Congratulations to Dave Winer - I'm glad to see he'll be joining the Berkman guys/gals, and I enjoyed this New Year's essay, which I had somehow missed. Glad to see he and Lessig have a good dialogue going. I think 2003 is going to be a great year, for all of us.
5:43:14 PM
Hey, it's a warblogger! - one thing I noticed about the warbloggers is that almost none of them have RSS feeds. So I rarely spot one in my News Aggregator. Instapundit has a an RSS thing (he's got some tech-blogger blood in his veins), and so I catch his feed. That's how I bopped over to Lileks' post on Scorsese & the Iraq war. What a great writer Lileks is! How come I don't read him more often? Oh, yeah, it's because he doesn't have an RSS/XML feed.
2:30:26 PM
What's the problem with Metadata? - "metadata" is, in the parlance of uber-geeks, the way of referring to data about data.
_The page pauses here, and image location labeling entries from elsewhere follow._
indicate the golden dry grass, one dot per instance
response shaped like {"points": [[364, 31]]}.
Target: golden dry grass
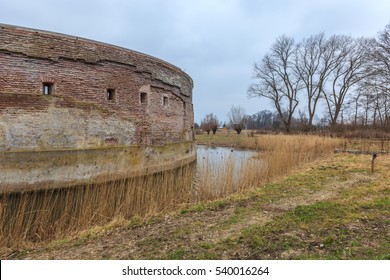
{"points": [[41, 216]]}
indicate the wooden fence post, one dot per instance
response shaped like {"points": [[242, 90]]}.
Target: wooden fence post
{"points": [[374, 156]]}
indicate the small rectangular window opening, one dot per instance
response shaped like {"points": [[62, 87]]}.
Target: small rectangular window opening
{"points": [[48, 88], [165, 101], [143, 97], [110, 94]]}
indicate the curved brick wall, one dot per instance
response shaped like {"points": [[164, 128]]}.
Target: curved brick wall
{"points": [[63, 93]]}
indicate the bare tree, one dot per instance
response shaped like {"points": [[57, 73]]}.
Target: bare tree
{"points": [[277, 79], [351, 66], [205, 124], [315, 62], [236, 117]]}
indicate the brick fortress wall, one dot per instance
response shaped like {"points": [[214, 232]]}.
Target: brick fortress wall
{"points": [[60, 92]]}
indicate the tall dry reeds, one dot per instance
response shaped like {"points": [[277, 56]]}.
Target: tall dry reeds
{"points": [[47, 214], [278, 155], [39, 216]]}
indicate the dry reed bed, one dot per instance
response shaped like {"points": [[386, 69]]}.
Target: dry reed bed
{"points": [[41, 216]]}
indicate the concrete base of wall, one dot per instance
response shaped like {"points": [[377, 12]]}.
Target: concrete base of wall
{"points": [[31, 170]]}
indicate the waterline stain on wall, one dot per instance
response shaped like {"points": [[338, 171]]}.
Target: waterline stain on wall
{"points": [[73, 109]]}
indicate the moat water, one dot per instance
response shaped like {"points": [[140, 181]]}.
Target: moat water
{"points": [[219, 156]]}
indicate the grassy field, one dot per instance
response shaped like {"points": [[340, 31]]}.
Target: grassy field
{"points": [[320, 206]]}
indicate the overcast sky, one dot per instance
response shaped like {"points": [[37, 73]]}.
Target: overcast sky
{"points": [[215, 41]]}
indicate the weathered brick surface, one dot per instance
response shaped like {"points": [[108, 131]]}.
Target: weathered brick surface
{"points": [[78, 113]]}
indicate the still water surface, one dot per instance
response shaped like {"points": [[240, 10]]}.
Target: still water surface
{"points": [[216, 157]]}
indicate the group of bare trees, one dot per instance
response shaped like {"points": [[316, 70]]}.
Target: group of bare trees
{"points": [[236, 118], [345, 73]]}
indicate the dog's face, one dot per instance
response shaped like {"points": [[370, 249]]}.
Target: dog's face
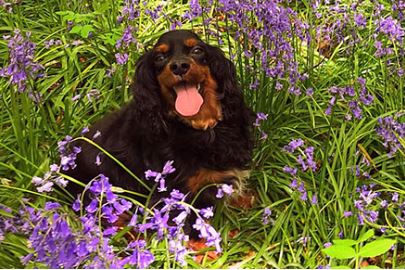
{"points": [[182, 66]]}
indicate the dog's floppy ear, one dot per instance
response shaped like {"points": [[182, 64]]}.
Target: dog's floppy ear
{"points": [[229, 92], [148, 103]]}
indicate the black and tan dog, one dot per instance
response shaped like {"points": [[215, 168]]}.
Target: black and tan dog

In the high-falutin' world of the Internet, these uber-geeks like HTML, but they love XML because it has more potential. It has, to use the today's new term, the ability to carry metadata. Now, let's say you are just the average Joe at a gas station in, oh...maybe Allston, Massachussetts. Does "information about information" come into play in your mundane existence? Yes, apparently so.
2:05:03 PM
Electronic Discovery - by now most lawyers know that E-mails are a wonderful source of information. I was sifting through Emails and grappling with a new case last night and I had a deja vu epiphany about how important it is to go to the emails first to see what happened in a case (assuming that the parties had a significant amount of correspondence by E-mail, which is usually the case these days). But something else hit me too.
Increasingly, it is important to identify the time that a particular E-mail was sent, and when the reply was received. And since people who communicate by E-mail live in different time zones it often becomes important to agree on a particular time zone as a reference point. I noticed this because one of the emails I was reviewing showed up twice with two times (an hour apart). It wasn't an issue in my case so I'm not worried about it enough to futz with now (I know that there are ways to figure this out), but in some case it will be important. Are most lawyers or paralegals aware of this? If you don't know about the issue you will probably ignore it. Perhaps at your peril. Just another example of why it might be useful to understand how all of this technology works.
Oh, and I see Rory also has a nice post about the new skill sets that are demanded of people in the legal profession.